Creating a Bucket — A Deep Dive

*Check out the updated version of this post here*

Buckets are the cornerstone, foundation, and core of everything you do with your Data in Google Cloud Storage.

Anything you want to store in Cloud Storage needs to be in a bucket in order for you to do anything with it, so it’s an obvious starting point.

Before you jump in, there are some decisions to be made, so that when you create your bucket, you’re prepared to specify 4 things: A globally unique, static name, a storage class and location, and an access policy.

Your Globally Unique Static Name

Like any data storage system you work with (your desktop / laptop operating system, for example) your bucket needs a name so that you can reference it later. But unlike your local operating system, naming a cloud bucket has a few restrictions.
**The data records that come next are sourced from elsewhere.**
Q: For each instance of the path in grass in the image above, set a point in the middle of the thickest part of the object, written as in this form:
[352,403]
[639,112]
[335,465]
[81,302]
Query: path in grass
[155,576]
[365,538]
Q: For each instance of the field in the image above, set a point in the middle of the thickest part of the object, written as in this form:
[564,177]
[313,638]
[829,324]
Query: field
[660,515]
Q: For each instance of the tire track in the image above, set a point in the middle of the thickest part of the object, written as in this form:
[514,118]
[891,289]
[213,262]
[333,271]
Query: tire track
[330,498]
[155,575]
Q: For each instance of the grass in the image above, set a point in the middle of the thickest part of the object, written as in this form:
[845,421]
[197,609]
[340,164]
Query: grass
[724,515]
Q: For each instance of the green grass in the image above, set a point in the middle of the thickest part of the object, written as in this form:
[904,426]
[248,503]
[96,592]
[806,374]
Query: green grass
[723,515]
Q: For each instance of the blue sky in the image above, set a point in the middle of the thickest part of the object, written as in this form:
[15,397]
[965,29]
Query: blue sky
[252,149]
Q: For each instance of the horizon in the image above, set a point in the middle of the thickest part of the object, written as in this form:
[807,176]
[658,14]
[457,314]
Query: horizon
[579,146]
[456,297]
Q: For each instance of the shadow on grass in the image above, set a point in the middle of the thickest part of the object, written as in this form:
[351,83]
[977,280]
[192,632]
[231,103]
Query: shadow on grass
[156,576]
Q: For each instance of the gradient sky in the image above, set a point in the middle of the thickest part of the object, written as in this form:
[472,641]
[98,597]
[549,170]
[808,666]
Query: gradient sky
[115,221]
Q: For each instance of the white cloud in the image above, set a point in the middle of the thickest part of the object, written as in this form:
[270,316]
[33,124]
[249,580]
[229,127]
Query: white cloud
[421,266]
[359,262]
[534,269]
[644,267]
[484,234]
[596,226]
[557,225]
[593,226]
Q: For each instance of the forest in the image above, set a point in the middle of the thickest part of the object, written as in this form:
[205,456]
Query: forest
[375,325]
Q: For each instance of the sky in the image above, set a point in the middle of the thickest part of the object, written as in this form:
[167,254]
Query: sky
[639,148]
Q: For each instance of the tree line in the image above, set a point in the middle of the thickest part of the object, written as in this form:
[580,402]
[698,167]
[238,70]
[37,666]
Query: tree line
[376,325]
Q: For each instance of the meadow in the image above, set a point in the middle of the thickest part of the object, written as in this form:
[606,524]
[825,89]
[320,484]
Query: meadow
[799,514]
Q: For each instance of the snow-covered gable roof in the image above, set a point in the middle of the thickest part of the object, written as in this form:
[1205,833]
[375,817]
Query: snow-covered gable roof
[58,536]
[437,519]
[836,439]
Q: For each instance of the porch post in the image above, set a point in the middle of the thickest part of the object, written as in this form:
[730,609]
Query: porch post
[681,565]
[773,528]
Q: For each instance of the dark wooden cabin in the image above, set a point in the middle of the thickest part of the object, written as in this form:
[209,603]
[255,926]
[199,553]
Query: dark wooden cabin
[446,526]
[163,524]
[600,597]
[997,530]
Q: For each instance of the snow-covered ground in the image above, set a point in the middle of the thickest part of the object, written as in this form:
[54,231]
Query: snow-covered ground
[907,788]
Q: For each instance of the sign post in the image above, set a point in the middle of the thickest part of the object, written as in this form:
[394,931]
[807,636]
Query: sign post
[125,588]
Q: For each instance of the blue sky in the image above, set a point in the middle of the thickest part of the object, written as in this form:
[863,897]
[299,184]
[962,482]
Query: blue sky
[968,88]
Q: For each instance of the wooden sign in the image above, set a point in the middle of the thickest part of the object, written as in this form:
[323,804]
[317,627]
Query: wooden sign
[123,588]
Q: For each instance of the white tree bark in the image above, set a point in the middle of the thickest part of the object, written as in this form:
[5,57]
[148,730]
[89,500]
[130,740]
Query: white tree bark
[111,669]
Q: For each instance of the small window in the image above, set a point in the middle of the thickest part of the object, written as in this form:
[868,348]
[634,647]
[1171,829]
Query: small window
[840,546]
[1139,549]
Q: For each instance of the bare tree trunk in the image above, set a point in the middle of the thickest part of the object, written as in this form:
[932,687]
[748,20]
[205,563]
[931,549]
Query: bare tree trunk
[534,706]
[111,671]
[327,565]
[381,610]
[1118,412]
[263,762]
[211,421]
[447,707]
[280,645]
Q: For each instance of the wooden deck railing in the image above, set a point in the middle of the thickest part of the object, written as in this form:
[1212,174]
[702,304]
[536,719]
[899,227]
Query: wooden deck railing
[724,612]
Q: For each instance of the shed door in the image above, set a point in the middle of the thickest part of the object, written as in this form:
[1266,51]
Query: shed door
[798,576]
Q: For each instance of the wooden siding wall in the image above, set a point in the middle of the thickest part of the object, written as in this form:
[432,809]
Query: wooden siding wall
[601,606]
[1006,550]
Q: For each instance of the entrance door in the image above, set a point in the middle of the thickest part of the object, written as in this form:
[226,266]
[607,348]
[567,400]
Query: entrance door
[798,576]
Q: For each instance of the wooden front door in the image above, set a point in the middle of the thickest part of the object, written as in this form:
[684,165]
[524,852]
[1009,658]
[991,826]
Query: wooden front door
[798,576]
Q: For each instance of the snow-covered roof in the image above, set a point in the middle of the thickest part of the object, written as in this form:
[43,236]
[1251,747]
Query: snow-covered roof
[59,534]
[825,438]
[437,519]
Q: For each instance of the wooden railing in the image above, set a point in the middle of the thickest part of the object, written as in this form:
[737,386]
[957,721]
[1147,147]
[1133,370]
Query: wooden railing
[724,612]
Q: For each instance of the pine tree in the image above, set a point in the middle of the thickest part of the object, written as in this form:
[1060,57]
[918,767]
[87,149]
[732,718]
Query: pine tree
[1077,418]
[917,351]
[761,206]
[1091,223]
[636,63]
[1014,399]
Firstly — understand that all bucket names, for all buckets (FOR ALL USERS!) share a single namespace. In simpler-terms, this means that all bucket names are always publicly visible (even though access to those buckets might not be) and as such, needs to be unique. So picking your bucket name is a lot like choosing a username for a new website or social service — You need to make it descriptive enough for you to know what it is, but unique enough that no one else has it (I like JBRO-ROXXX-546, personally..).

Secondly — There’s a set of restrictions on creating a name. Mainly that there’s a character limit, restrictions on what types of characters you can use, etc. (you can have fun discovering this yourself, or click here for an exhaustive list.

Finally — Understand that the name of your bucket is FOREVER. Buckets can’t be renamed after they are created. So if you want to change the name, you have to do a weird dance where you create a new bucket with the name you want, and transfer over your contents later (check this article for help with moving and renaming buckets).

This name will also need to fit a few other parameters, neatly laid out at the top of this article (we’re talking number of characters, type of characters, etc.).

Someone already took this name! drats!

Storage Classes

Once your name is chosen, the next thing you need to do is decide what TYPE of bucket you’re creating. Since GCS is a cloud based service, there’s lots of nuances in how the data is stored, where it is stored, and the type of performance and resiliency you want in case of an emergency. As such, GCS defines 4 bucket types that you can choose from — Regional, Multi-Regional, Nearline, and Coldline.

Real-time content serving

If you’re going to be serving the content of this bucket to your users, around the world, then “regional” and “multiregional” bucket types are what you should be looking for. Both of these bucket types offer low latency, and high durability — which is perfect for serving content for your real time application needs (either to users, or to your backends). And all objects in the bucket will be served based upon the bucket type. The only nuance between the two is location; Or rather — the location of the data centers your content is served from.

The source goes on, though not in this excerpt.